The office of the Drugs Controller General of India (DCGI) has asked all the companies marketing formulations containing probiotics as dietary supplements to obtain drug licenses within three months. All state drug control authorities have been instructed to refrain from giving manufacturing licenses to formulations containing probiotics under the Prevention of Food Adulteration Act. The instruction comes in the wake of the government decision to consider all probiotics formulations as drugs and not food supplements. In a directive issued to state drug control authorities, the DCGI has observed that formulations containing lactobacillus organism are being marketed both as drugs and dietary supplements by several companies in the country. The companies promoting the formulations as dietary supplements are doing so after obtaining licenses from the local health authorities. Taking serious note of this situation the DCGI has warned against promoting these products as dietary supplements. Recently, the Central Committee for Food Safety (CCFS), a statutory body under PFA Act, had opined that these probiotic preparations in capsule / tablet / sachet doses forms and having therapeutic claims need to be regulated as drugs.

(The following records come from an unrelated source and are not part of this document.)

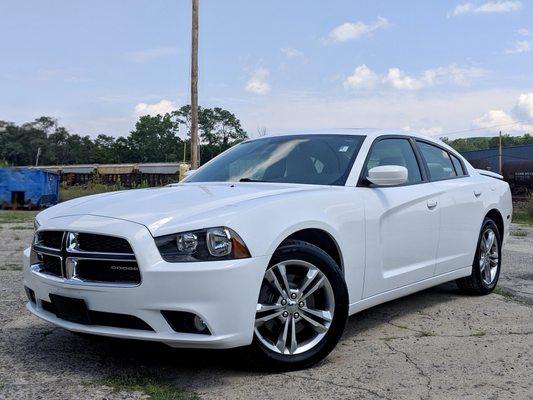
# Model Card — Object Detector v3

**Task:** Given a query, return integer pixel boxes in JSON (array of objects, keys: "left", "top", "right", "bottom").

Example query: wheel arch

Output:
[
  {"left": 276, "top": 227, "right": 344, "bottom": 273},
  {"left": 485, "top": 208, "right": 505, "bottom": 240}
]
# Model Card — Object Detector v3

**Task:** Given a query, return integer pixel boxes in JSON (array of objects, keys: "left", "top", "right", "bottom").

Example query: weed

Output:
[{"left": 96, "top": 374, "right": 199, "bottom": 400}]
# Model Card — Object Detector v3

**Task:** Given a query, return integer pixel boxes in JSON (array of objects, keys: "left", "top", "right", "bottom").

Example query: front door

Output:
[{"left": 361, "top": 137, "right": 440, "bottom": 298}]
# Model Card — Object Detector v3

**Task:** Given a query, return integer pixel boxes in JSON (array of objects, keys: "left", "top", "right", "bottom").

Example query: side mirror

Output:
[
  {"left": 366, "top": 165, "right": 408, "bottom": 186},
  {"left": 183, "top": 169, "right": 196, "bottom": 178}
]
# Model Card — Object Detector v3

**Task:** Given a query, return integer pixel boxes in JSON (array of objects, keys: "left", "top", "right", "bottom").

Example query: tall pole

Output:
[
  {"left": 191, "top": 0, "right": 198, "bottom": 169},
  {"left": 498, "top": 131, "right": 502, "bottom": 175}
]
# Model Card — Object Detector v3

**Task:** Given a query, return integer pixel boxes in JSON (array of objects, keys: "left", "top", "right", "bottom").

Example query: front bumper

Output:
[{"left": 23, "top": 215, "right": 269, "bottom": 348}]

Probiotics are known to play beneficial role in Traveler's diarrhoea, antibiotic associated diarrhoea, infantile diarrhoea, inflammatory bowel disease, irritable bowel syndrome, colon cancer etc. Lactobacilli used as probiotics include lactobacillus acidophilus, lactobacillus brevis, lactobacillus bulgaricus, lactobacillus casei, lactobacillus cellobiosus, lactobacillus crisputus, lactobacillus curvatus, lactobacillus fermentum, lactobacillus GG, lactobacillus johnsonii, lactobacillus plantarum and lactobacillus salivarus.